She knew what she had to do now.
For the next hour, she collected various canned food items and whatever clothing or tools she thought she would need. She opened her closet, and brushed her fingers past the two old sundresses she would never have to wear again. Instead, she grabbed Nate’s old bomber jacket from his service in the army. His name was still stitched over the heart in gold letters. She wanted it to smell of him, but two-hundred years had not been kind to her wishes for familiar memories.
She threw it over her shoulders, deciding to stay in the vault suit. Though it represented the twisted deceit of the vault-tec scientists who promised a better future, the suit was still snug and warm. She finished packing her backpack and held Nate’s old hunting rifle she had retrieved from their safe.
She exited her house and walked towards the hub, spotting Preston talking to some of the vault dwellers in the yard. She walked over to him and leaned against one of the walls that hadn’t crumpled in, watching him cut mutfruits open with a switchblade and mix them into a pot over the fire, teaching some of her former neighbors how to make a simple stew.
She watched him smile at their questions, and he had a new energy to him from when they had first met, no longer weary from constantly being on the run, or worried that his last group would meet brutal ends by raiders.

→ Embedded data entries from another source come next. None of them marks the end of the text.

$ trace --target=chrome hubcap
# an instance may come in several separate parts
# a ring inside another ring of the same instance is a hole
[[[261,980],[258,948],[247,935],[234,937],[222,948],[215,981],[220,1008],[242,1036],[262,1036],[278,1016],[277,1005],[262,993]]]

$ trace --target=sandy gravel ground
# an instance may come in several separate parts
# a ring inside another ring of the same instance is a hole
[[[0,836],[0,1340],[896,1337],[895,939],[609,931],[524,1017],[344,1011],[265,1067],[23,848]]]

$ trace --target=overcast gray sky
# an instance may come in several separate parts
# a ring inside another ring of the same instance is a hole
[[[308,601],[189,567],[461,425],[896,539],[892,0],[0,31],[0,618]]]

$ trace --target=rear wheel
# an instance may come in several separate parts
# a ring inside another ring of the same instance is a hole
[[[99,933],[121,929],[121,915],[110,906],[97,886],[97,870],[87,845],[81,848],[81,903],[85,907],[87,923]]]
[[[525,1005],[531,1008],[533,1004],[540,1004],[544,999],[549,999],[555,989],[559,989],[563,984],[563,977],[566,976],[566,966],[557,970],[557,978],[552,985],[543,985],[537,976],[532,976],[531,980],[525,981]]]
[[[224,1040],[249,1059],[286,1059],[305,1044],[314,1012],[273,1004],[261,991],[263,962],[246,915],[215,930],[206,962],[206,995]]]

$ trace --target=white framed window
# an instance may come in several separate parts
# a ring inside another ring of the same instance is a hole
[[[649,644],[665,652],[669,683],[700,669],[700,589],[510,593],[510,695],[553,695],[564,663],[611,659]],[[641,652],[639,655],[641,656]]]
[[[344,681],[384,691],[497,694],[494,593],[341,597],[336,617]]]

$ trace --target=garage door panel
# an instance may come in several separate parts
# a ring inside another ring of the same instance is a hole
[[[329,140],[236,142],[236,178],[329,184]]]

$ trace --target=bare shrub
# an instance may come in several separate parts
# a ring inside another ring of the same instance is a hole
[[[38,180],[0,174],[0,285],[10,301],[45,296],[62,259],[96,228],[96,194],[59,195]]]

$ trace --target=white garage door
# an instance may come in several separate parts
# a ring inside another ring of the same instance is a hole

He handed the ladle over to Mrs. Able and she took over the stirring, and he stood up from his seat of rubber tires and turned, spotting her behind him.
He smiled, but when he looked at her bag strapped over her shoulder, his smile disappeared, turning into a worried glance only he could perfect so well.
“Annalee, are you leaving?”
She nodded and beckoned him over to her side as she started walking down the cracked road that led through Sanctuary.
“I have to find Shaun. He’s somewhere out there- my little boy,” her voice cracked.
“You’re not waiting for Jason to heal? For you to rest after Concord?” He questioned.
“I can’t. Every minute I stay here is another that I waste when I could be looking for him.”
“You don’t even know where you’re going!” The anger in his voice surprised her and he took a breath, trying to calm himself.
“I’m just worried for you.”
“Well, you shouldn’t be. You have your people to worry about. Mama Murphy said I have to go to Diamond City and that’s where I intend to go.”
He grabbed her arm, stopping her in her tracks.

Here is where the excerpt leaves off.